Em minha juventude, quando recém havia descoberto o gosto pela leitura e lia sobre a vida dos escritores, eu me perguntava que espécie de frenesi era aquele. Que tipo de maluquice era aquela que levava escritores e escritoras a gastarem suas vidas escrevendo histórias? Que tipo de doença psíquica era aquela que os acometia e que os levava para um caminho sem volta ao mundo da ficção, dos enredos e dos personagens?
Quando eu fechava um livro, pensava: como era possível alguém que escreva romances, contos e poemas continuar a viver sua vida cotidiana? Como era possível ser sequestrado pela literatura, conviver por meses ou anos com os personagens e depois regressar à vida burocrática, comezinha e tributária? Mais do que isso, como era possível continuar vivendo depois de saber tantas coisas e descobrir o pior e o melhor dos seres humanos?
Lygia Fagundes Telles nos deixou há poucos dias. Ela tinha 98 anos. A maioria deles dedicados à literatura. Ainda não estou certo, mas acho que escolher os livros como um modo de viver é uma escolha grave. Talvez Lygia soubesse disso. Lembro a primeira vez em que li os contos do livro Antes do Baile Verde. Li em voz alta para mim alguns trechos de As Formigas e Natal na Barca. Rapidamente, fui absorvido pela atmosfera tensa e inesperada a que o leitor é levado. Ecos de Edgar Allan Poe estavam lá. Já quando professor, certa vez levei para a aula o romance As Meninas e pude ver ali, na prática, aquelas personagens fortes suscitando discussões profundas sobre política, sobre a condição das mulheres, sobre a literatura e sobre a existência.
Novamente me pergunto, Lygia, como é possível seguir anos a fio, em meio aos livros, num país que historicamente rejeita suas escritoras, num país de poucos leitores em que livros são tratados como objetos de luxo, num país em que ter uma biblioteca em casa ainda causa estranhamento.

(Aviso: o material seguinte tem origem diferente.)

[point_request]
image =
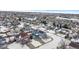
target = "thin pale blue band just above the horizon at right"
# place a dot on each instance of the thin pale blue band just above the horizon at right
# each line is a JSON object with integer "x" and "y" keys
{"x": 58, "y": 11}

No dia de sua morte não escrevi nada a respeito. Fiz minha homenagem particular. Levantei, fui até a estante, busquei o livro Antes do Baile Verde, abri no conto Venha Ver o Pôr do Sol e o li em voz alta. Uma escritora como Lygia não morre sozinha, porque embora a morte seja o evento mais solitário de nossa caminhada, nós, seus leitores, os livros que ela leu, os livros que Lygia escreveu, também estavam lá fazendo companhia a ela naquele momento. E talvez essa seja a função máxima da literatura: nos mostrar que não estamos sós. Obrigado, Lygia.